Ultimately, Piston wrote eight symphonies plus another 30-some works of various types for orchestra. He was almost exclusively a composer of instrumental fare.

Walter Piston's Signature

Image courtesy G. Schirmer/Associated Music Publishers

From the perspective of the early 21st century, the music of Walter Piston sounds mighty appealing. In the decades since his death, his reputation not only struggled because of his “conservative modernist style,” as his biographer Howard Pollack aptly defined it, but also because he was something of an “introvert,” as Pollack also observed. Piston expressed himself eloquently in music, but in prose he was largely pragmatic, offering few power-adjectives for those who might want to market his music.

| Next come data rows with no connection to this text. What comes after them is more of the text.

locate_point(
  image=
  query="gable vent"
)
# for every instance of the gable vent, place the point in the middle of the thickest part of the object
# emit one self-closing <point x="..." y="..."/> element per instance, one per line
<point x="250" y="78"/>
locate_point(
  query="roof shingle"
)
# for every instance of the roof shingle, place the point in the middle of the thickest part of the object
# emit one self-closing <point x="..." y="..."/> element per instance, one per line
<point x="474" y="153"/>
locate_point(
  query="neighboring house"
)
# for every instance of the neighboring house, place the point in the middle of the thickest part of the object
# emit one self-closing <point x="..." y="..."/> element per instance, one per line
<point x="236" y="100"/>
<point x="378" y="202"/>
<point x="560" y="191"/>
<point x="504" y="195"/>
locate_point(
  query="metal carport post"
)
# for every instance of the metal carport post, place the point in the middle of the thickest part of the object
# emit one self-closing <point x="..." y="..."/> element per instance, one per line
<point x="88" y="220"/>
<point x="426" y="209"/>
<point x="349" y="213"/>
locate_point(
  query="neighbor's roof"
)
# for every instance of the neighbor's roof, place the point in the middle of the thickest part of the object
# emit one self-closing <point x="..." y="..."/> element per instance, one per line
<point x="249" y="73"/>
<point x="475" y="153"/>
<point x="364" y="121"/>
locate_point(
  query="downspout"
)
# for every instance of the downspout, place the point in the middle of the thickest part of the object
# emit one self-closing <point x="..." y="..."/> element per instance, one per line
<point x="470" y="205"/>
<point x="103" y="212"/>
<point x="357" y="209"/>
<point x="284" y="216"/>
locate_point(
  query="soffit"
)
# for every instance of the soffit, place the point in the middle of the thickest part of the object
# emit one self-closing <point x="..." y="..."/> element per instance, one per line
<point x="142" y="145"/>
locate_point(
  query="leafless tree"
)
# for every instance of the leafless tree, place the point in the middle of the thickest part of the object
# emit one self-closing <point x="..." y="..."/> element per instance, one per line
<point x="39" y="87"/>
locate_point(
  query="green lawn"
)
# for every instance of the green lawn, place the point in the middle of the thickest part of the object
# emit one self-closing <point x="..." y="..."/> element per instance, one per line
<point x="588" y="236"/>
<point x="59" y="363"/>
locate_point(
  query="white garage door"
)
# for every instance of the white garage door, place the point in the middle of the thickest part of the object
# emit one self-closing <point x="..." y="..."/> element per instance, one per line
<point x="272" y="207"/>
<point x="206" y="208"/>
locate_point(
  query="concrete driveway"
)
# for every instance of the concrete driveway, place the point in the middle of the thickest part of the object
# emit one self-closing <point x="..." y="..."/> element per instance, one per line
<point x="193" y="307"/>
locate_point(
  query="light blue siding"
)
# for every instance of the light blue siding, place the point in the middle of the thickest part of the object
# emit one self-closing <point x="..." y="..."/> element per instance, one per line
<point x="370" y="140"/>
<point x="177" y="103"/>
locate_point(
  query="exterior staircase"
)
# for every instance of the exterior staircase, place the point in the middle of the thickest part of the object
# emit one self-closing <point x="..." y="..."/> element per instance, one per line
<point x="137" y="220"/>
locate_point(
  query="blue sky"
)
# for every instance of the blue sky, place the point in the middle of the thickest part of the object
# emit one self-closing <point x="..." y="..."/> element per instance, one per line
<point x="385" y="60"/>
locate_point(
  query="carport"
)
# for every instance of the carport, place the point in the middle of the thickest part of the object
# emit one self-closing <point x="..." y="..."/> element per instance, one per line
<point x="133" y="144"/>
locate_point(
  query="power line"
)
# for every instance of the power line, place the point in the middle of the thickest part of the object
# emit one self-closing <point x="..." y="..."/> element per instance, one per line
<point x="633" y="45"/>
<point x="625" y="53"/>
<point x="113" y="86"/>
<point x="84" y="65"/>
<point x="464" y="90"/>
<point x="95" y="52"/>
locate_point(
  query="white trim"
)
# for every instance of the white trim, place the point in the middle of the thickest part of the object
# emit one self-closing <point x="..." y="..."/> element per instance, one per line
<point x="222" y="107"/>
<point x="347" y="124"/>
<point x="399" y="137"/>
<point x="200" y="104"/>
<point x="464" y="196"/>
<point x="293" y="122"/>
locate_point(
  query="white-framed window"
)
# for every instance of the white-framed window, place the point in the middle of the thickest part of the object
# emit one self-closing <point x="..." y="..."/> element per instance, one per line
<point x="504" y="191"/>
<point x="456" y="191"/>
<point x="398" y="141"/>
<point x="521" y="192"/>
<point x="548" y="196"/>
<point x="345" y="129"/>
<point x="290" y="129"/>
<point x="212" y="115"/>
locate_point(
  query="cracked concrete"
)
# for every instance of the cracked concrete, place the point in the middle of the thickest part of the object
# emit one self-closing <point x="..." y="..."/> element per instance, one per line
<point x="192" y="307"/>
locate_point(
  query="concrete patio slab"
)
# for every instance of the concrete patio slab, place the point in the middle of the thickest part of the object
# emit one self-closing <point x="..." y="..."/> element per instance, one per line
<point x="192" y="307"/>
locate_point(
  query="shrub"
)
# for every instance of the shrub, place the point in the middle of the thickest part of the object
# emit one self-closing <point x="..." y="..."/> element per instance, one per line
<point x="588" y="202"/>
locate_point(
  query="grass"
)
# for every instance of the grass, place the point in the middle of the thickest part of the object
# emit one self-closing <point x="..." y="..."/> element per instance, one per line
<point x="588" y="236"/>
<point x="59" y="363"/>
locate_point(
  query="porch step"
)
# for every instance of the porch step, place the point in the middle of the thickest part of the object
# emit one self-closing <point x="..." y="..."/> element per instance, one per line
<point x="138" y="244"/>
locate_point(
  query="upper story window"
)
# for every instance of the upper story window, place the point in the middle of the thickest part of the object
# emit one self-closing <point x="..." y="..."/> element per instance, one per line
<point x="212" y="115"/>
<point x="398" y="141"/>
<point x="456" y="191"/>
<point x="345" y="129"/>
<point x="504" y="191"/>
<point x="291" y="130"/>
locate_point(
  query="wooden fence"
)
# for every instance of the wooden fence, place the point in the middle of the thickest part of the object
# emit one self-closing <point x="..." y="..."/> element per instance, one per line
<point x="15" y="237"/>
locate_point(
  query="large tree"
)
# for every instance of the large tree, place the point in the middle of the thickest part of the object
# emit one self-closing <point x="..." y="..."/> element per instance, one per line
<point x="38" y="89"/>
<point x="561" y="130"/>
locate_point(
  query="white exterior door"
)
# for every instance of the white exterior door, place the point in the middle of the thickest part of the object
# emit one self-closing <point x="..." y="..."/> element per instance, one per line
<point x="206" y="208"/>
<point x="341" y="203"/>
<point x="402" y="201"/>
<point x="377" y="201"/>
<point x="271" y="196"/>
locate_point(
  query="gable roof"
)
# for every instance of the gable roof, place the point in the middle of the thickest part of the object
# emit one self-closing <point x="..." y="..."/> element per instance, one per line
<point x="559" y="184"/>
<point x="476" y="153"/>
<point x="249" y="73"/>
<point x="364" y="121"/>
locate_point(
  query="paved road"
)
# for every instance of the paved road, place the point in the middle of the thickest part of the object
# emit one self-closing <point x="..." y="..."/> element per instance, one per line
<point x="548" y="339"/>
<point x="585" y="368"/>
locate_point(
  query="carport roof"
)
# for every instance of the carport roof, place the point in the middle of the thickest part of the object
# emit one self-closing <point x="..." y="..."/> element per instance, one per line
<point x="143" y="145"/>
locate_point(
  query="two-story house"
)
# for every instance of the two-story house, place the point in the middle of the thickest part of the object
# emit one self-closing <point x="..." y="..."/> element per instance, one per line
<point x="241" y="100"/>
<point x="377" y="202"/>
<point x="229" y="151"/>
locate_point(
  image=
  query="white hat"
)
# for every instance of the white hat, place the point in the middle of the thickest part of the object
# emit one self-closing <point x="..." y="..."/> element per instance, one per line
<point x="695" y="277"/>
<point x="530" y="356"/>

Yet others found ways to articulate the cultural status of Piston’s compositions. Writing in 1946, Elliott Carter zeroed in on the main issues that held Piston back, yet he predicted a rosy future:

Through the years when the ‘avant-garde’ moderns were busy exploring fantastic new sounds and sequences, …through the early thirties when a new wave of nationalism and populism startled many into thinking that the concert hall with its museum atmosphere was finished as a place for living new music, down to the present more conservative situation, Piston went his own way. He stood firmly on his own chosen ground, building up a style that is a synthesis of most of the important characteristics of contemporary music and assimilating into his own manner the various changes as they came along. . . . His works have a uniform excellence that seems destined to give them an important position in the musical repertory.

Maybe Piston’s moment has arrived.

***

Carol J. Oja is the William Powell Mason Professor of Music at Harvard University. Among her many books, Making Music Modern: New York in the 1920s won the Lowens Book Award from the Society for American Music and an ASCAP-Deems Taylor Award.